What happens when you browse to nyget.in

You type a URL into your browser and you see images, videos and text pop up on your screen. Sweet! But how much do you know about what is needed for the page to reach your screen? Let me give you a high level tour into the network events that are happening in the background.

In my first post I mentioned that the internet could technically be implemented using carrier pigeons. For easier visualization, let us continue with that idea. Instead of bits over a wire, our data will be transferred by a pigeon.

In this post we will go through with an example of a HTTP page being requested. In truth, most of the sites in the internet no longer provide a plain HTTP version, only a HTTPS version. With HTTPS, the HTTP content is secured in a way that an eavesdropper cannot see the content. But I will leave that to another post, and this time focus on HTTP.

So, let us begin! Someone recommended a magnificent new blog to us, and gave us the link: https://nyget.in/. Nice. Browser, get me the page!

The browser is happy to fulfill our request, but unfortunately it has no clue where to get the page from. The browser now knows the domain name (nyget.in), but it needs to find out the actual address where the domain is located. Imagine you want to send a letter to someone and you know their name but not their address.

In the internet, these addresses are called IP addresses, and they are presented by a bunch of numbers. The information about which domain name resides behind which IP address is stored in a global system called the Domain Name System, or DNS. As you can imagine, this information can alternate quickly, as new domains can pop up any time, and existing domains can move to a new address. There is no one place which stores all information about all addresses. Instead, the information is spread across the internet in many different name servers.

Now, the browser needs to find out what IP address the domain nyget.in is located at. Luckily it has a friend which lives on the same machine that can help. The friend is called the DNS client.

The DNS client is responsible for finding out what IP address a domain lives at. The DNS client does not know the address for nyget.in yet, but it knows who to ask. It sends a pigeon to the root server to ask where nyget.in lives.

The root server does not know either what the address of nyget.in is, but it does know the address of the name server where the addresses of all domains ending with “.in” is stored. That is great! Our pigeon returns back to the DNS client with this information, and the DNS client again sends the pigeon away, this time to ask the “.in” name server about the whereabouts of nyget.in.

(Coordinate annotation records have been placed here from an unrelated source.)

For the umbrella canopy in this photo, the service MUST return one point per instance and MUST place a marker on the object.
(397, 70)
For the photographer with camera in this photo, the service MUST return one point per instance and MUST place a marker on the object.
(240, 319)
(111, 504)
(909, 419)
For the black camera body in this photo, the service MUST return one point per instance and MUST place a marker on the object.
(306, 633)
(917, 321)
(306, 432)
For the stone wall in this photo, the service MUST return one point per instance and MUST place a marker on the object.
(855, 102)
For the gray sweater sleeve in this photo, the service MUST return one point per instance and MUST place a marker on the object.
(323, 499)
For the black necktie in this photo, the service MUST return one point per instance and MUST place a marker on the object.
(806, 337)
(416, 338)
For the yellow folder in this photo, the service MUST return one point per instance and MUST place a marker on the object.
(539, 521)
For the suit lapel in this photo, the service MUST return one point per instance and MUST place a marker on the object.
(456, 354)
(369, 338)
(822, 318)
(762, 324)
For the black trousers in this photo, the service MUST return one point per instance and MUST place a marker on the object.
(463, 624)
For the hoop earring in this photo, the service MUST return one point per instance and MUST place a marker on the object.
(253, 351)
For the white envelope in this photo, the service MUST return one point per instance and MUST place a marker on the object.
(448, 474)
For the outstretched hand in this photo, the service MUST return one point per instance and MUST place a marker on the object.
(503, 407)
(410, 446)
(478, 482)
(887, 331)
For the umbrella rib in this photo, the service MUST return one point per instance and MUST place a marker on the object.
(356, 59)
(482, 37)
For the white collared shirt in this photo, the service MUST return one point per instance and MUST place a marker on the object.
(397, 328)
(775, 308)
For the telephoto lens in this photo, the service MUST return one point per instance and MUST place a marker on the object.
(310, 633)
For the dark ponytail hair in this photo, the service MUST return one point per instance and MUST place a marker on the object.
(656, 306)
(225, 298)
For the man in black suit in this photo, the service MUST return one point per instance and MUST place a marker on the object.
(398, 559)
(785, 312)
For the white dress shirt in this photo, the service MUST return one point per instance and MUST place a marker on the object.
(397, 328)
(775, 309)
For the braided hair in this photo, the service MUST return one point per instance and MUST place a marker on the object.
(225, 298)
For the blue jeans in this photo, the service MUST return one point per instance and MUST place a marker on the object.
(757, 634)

The name server for “.in” is now able to give our pigeon the address where nyget.in lives at. Our pigeon returns victorious and reports the IP address to the DNS client, which in return gives it to the browser.

The browser now knows the IP address of the server where nyget.in is located at. But it cannot just request the information out of the blue – as with any new acquaintance, it will first need to perform a handshake. The browser sends the pigeon away to the server to let it know that the browser would like to form a new connection with it.

The pigeon delivers the handshake request to the server, which happily acknowledges the request and sends a reply with the pigeon to let the browser know that it is pleased to make its acquaintance.

Now we are almost there! The browser sends the pigeon away with two messages, the first one saying that the handshake has been concluded, and the second one asking for the contents of http://nyget.in.

The pigeon finally delivers the contents of the page from the server to the browser. The content is written in a language called HTML, but we do not need to worry about that – the browser knows what to do with it, and transforms it into a nicely formatted page with pretty pictures.

And there we have it!

As promised, this was a big simplification of the process. What I have described here is an iterative DNS query, as the pigeon keeps going back and forth between the DNS client and the DNS servers to get the correct IP address. The pigeon could also have waited while the first DNS server fetches the correct IP address from the other name servers – that would have been a recursive DNS query. Or if someone else had recently asked for nyget.in from the first DNS server, it could have had the IP address still in its cache and it would have been able to give the correct IP address straight away for the pigeon. In addition, the final connection between the browser and the server was a TCP connection, and the handshake performed between the endpoints was a three-way handshake, required for a TCP connection to begin.

Hopefully you got something out of this post, be it a new found understanding of the referenced technologies, or a looming desire to implement a DNS server which works only with carrier pigeons. Thank you for reading, and see you again soon.